Et, encore plus important, parmi ces immigrés 10 % étaient des femmes, qui arrivaient en Espagne enceintes, ce qui facilitait d’ailleurs leur régularisation (la loi espagnole sur l’émigration clandestine prévoyait la régularisation des personnes les plus vulnérables, dont les femmes enceintes ou avec enfants). Mais, on sait que depuis 2001, l’Espagne avait renforcé son système de surveillance du détroit sous la pression sécuritaire de l’Europe. Ce qui n’a dissuadé ni les passeurs ni les candidats à cette immigration clandestine.

Et pour finir, disons-le clairement, s’il y a aujourd’hui un mensonge qu’on jette aux Européens comme des os aux chiens, c’est de leur faire croire que l’immigration est la seule menace. Au point que les politiques prennent des mesures pour tarir le flux de migrants qui arrivent à Lampedusa, traversent le détroit de Gibraltar… Personnellement, je crois à cette règle, qui n’est écrite nulle part, selon laquelle « rien ni personne ne peut arrêter un être humain qui a décidé de quitter sa terre pour un ailleurs qu’il juge meilleur».

Pour faire court, il faut dire que l’Europe et le monde entier n’assisteront plus à une tragédie de cette sorte le jour où la Mondialisation sera une réalité !

 Nouveau drame de l’émigration: Sélinkégny de nouveau endeuillé

Site de la ville de Roncq (jumelée avec Sélinkégny au Mali) 

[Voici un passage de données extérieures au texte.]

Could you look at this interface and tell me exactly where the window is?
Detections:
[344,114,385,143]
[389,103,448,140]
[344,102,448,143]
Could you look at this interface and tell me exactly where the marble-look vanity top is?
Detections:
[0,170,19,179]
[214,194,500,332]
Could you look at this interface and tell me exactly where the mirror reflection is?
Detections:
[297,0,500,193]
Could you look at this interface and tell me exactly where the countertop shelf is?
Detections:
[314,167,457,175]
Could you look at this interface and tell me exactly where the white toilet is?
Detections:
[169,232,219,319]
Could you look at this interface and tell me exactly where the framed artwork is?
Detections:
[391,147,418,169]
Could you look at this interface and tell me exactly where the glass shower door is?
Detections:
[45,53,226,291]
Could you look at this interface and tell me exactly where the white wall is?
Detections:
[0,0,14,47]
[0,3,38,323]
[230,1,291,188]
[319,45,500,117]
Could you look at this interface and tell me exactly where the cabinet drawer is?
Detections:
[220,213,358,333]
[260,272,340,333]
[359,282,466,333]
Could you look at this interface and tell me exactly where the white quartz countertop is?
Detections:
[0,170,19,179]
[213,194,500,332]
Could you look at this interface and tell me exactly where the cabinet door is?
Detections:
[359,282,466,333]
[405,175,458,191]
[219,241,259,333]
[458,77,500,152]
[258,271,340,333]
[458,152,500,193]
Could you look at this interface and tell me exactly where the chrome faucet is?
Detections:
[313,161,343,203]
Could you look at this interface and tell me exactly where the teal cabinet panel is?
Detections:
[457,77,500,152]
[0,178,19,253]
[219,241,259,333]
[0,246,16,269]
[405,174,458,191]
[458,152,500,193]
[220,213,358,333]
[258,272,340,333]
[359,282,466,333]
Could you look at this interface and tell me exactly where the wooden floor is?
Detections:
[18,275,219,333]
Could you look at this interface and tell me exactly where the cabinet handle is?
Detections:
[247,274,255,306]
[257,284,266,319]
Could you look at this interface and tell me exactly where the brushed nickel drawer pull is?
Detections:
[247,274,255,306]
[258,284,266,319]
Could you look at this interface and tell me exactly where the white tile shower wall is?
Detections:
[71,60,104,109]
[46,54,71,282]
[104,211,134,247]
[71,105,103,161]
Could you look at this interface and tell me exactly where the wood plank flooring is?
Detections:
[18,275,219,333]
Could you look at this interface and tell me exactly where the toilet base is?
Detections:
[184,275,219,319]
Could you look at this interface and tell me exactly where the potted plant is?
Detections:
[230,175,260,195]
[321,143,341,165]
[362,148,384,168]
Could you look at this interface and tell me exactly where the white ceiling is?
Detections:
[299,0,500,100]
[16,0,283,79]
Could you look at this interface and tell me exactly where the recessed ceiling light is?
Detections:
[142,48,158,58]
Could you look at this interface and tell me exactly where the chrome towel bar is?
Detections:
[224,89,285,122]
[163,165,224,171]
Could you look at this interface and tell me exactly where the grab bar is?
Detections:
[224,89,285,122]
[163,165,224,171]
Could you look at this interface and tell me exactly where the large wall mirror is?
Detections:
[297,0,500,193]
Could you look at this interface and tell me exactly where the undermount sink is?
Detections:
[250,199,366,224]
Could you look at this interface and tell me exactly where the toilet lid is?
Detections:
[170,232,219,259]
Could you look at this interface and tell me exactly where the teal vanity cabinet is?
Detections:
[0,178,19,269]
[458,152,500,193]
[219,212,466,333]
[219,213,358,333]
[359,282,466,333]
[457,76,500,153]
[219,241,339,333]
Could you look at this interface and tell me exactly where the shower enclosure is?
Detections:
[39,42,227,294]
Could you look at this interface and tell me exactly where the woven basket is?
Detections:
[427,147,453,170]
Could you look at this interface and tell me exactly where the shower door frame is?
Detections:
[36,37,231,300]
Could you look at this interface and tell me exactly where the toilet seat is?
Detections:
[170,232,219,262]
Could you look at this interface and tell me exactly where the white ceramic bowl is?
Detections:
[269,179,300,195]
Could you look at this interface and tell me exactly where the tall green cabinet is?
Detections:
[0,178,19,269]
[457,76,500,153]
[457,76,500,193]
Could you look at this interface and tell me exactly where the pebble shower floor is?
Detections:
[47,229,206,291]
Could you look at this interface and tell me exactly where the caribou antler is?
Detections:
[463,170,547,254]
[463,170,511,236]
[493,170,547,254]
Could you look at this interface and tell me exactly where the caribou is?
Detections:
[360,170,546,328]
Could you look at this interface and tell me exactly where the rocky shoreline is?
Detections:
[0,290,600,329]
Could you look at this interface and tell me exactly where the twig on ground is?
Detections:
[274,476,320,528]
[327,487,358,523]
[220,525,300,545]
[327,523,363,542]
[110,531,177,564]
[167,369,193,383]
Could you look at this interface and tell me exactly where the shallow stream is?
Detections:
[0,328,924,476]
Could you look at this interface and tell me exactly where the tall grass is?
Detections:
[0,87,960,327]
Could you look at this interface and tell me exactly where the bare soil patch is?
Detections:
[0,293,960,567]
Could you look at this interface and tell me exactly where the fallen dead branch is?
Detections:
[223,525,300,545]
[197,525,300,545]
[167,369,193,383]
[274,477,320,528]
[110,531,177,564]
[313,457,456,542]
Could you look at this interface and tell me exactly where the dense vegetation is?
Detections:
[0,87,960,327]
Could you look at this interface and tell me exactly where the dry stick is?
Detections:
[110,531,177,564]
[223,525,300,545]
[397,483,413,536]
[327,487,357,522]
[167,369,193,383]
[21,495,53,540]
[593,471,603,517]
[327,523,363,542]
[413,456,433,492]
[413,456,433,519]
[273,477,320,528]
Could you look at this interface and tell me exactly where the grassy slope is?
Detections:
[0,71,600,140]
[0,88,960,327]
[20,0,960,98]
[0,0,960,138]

Le 28 juillet 2014, parmi 69 victimes issues de sept villages de la commune de Bafoulabé, trois figures de Sélinkégny disparaissaient dans le naufrage d’une embarcation de fortune, suscitant un immense chagrin au coeur de ce village malien jumelé avec Roncq depuis 1987. Vincent Ledoux a appris le 22 avril avec émotion le décès, parmi les derniers migrants naufragés, de Boubou KEBE, âgé de 30 ans, étudiant en médecine à Bamako, grand frère d’un grand ami de Roncq, Kebe Lino Khalidou. Le Maire présente en son nom et au nom du Conseil Municipal roncquois ses condoléances attristées à la famille du défunt et aux habitants de Sélinkégny.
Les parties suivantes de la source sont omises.